Software Is Going the Same Way
Coding is going the same way as programming languages and electronics with the advent of AI. We’re moving beyond languages and into prompts, design, and exploration of ideas, and thinking much less about what someone defines as good code.
For a long time, serious software culture has worshipped maintainability: documentation, tests, abstractions, architecture, and documentation. Pull requests that had comments like “minor fix” would end in a blood feud. This made sense because software was expensive to build much more expensive to maintain.
But if building gets cheap enough, the economics change. For a huge amount of everyday business software, the thing may not need to be beautiful or to even last very long. It needs to solve this week’s problem without requiring a six-month procurement process and a nightmare (this is the correct collective noun) of consultants. For example a campaign microsite that dies after launch week, a dashboard built for one operational question, or some data cleaning tool to be used once.
These are not edge cases. These represent the swamp where most software work lives.
The Maintenance Problem Moves Up a Layer
The obvious retort is, “Ffine, but what happens when it breaks?” Good question. The answer is probably not “a senior engineer lovingly refactors the whole thing into clean hexagonal architecture while drinking pour-over coffee and feeling morally superior.” Sounds like an easy paycheck, but that’s not the world we live in.

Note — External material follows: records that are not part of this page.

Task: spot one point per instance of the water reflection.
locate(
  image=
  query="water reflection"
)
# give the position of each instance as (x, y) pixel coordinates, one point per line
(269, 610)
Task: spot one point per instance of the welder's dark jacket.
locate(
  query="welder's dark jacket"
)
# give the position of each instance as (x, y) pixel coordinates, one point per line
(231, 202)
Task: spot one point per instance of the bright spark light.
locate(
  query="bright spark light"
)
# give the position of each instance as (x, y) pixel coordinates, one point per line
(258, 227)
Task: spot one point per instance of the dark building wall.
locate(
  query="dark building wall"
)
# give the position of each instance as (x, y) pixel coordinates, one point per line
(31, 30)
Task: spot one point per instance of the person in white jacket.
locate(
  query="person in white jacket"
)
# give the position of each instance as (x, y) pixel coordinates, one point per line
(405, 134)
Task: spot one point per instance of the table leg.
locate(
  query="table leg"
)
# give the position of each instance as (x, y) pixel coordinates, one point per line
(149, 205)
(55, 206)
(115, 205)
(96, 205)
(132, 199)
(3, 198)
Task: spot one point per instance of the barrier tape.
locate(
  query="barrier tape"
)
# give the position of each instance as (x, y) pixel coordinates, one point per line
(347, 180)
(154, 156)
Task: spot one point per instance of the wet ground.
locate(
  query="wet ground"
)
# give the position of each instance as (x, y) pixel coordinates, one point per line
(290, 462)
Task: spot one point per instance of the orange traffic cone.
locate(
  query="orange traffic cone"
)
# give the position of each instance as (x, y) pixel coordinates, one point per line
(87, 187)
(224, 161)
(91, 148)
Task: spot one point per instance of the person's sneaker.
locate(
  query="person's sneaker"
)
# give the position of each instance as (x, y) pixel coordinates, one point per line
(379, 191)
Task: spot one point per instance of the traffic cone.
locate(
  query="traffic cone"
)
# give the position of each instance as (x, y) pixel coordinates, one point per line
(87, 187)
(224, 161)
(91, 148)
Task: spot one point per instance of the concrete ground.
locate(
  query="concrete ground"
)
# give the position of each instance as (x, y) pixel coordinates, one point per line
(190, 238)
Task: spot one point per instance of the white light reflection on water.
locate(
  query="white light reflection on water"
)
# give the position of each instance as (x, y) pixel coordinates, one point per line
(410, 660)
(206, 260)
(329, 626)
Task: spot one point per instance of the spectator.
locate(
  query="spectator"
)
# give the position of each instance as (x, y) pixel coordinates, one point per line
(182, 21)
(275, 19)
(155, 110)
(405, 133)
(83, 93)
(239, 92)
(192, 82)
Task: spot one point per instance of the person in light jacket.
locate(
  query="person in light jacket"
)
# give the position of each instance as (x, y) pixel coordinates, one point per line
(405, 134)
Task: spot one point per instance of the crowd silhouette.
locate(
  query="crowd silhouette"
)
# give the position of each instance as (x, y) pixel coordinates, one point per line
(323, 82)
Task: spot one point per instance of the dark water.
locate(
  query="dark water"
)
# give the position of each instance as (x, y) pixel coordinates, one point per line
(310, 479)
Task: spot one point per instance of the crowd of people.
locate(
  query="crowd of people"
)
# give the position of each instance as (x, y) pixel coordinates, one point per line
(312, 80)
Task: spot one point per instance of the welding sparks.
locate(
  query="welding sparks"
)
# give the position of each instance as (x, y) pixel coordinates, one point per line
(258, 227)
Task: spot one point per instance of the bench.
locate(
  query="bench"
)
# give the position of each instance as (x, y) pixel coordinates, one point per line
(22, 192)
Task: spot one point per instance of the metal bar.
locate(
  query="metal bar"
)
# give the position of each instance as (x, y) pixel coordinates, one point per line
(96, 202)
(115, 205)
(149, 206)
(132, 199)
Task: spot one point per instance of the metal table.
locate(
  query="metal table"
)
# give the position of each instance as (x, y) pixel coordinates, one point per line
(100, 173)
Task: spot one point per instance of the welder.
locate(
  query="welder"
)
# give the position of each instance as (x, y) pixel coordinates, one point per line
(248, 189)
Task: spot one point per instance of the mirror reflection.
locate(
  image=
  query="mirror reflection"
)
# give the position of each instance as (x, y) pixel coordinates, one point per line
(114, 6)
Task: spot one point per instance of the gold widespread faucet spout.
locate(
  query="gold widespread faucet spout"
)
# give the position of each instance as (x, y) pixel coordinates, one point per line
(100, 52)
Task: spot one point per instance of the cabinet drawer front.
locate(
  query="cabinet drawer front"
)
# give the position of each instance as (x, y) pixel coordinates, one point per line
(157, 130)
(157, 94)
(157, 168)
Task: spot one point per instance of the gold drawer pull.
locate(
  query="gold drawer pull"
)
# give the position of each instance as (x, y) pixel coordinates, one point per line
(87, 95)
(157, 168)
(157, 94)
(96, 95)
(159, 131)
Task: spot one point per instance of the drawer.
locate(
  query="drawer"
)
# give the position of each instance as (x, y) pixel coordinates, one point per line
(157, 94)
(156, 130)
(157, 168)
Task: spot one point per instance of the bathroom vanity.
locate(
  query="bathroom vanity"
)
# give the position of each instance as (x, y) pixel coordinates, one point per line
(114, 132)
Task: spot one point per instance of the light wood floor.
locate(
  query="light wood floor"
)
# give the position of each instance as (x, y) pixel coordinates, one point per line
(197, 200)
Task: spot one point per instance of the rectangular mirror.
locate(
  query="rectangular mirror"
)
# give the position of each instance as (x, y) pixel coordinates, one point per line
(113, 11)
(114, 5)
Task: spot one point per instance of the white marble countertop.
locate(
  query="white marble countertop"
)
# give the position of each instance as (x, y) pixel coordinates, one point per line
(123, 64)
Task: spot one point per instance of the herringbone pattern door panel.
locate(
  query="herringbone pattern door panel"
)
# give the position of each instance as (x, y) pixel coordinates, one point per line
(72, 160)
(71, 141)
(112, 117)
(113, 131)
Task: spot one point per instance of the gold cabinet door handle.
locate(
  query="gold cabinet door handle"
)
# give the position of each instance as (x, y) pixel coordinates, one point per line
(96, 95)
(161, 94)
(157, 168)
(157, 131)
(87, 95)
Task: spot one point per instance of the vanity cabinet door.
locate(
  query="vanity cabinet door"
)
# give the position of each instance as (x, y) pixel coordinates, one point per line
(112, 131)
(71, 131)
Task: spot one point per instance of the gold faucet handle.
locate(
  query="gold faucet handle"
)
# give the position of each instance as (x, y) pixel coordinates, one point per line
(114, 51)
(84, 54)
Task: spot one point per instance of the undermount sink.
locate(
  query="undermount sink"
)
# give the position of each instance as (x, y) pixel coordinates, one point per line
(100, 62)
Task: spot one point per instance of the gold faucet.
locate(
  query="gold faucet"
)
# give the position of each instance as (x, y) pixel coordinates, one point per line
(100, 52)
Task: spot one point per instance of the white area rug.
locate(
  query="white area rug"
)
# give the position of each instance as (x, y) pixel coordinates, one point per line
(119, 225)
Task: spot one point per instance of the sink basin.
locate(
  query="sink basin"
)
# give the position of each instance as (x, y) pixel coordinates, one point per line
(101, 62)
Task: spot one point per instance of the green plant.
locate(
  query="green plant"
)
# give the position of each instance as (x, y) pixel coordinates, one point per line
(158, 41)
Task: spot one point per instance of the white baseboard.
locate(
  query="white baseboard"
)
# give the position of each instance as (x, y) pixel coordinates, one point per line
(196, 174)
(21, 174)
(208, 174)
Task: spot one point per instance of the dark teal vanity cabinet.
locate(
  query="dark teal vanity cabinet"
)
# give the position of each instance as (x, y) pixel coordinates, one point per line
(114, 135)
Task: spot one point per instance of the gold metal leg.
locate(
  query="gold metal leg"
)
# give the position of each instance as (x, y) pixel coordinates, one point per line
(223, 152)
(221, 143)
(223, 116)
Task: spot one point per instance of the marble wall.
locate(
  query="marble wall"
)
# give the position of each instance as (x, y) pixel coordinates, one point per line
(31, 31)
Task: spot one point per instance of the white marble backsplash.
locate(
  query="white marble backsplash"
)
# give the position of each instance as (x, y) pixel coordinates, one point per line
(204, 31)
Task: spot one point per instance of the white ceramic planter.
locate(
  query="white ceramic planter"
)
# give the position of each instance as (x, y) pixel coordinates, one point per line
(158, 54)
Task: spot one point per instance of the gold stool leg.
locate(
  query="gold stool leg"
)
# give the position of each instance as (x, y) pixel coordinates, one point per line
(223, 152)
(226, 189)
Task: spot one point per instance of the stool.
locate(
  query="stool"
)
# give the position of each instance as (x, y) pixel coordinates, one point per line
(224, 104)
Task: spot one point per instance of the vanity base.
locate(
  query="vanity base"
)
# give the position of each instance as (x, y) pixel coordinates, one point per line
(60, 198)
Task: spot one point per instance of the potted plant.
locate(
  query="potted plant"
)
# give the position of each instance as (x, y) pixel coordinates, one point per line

The answer is that maintenance becomes another agent task. Rather than pour over the ugly logs, broken tests and long, disorganised code, you just hand it to another agent. The key, as usual, is in good prompting — not just saying “It’s broken,” but passing a whole stack trace, reminding the agent of the expected behaviour, and giving boundaries to “Fix this without breaking that.”
This still will produce weird patches and bad code. But it’s faster than waiting three weeks for a human to figure out the context, and dealing with their grumbling in the process.
The person who can frame the problem clearly will get more leverage. The person who can inspect a system quickly will still matter. The person who understands product risk, data flow, security, and user pain will matter a lot. The person whose only identity is “I manually type the sacred brackets” is going to have a rough little decade.
The market has never needed a technology to be spiritually correct before adopting it. It only needs the technology to be useful enough and annoying in a cheaper direction.
Disposable Software
I don’t like disposable electronics, but I don’t mind disposable software. Build it, use it, and move on.
Transitioning to the idea of disposable software is a little like moving from letters to emails. There was a time when people felt a need to archive every email — or even print them out. Those days, happily, are long gone!
Disposable software will still create waste: energy, money, security problems, and problems with archiving and evidence. But we’ll still go in that direction.
So yes, vibe coding will make messes. It will produce code that makes serious engineers stare into the middle distance. It will generate systems that should probably be taken behind the barn and gently deleted. And then it will generate the next version faster than anyone expected.
There is no going back to hand-wired software purity. The boards are sealed. The chips are cheap. The agents are already in the repo.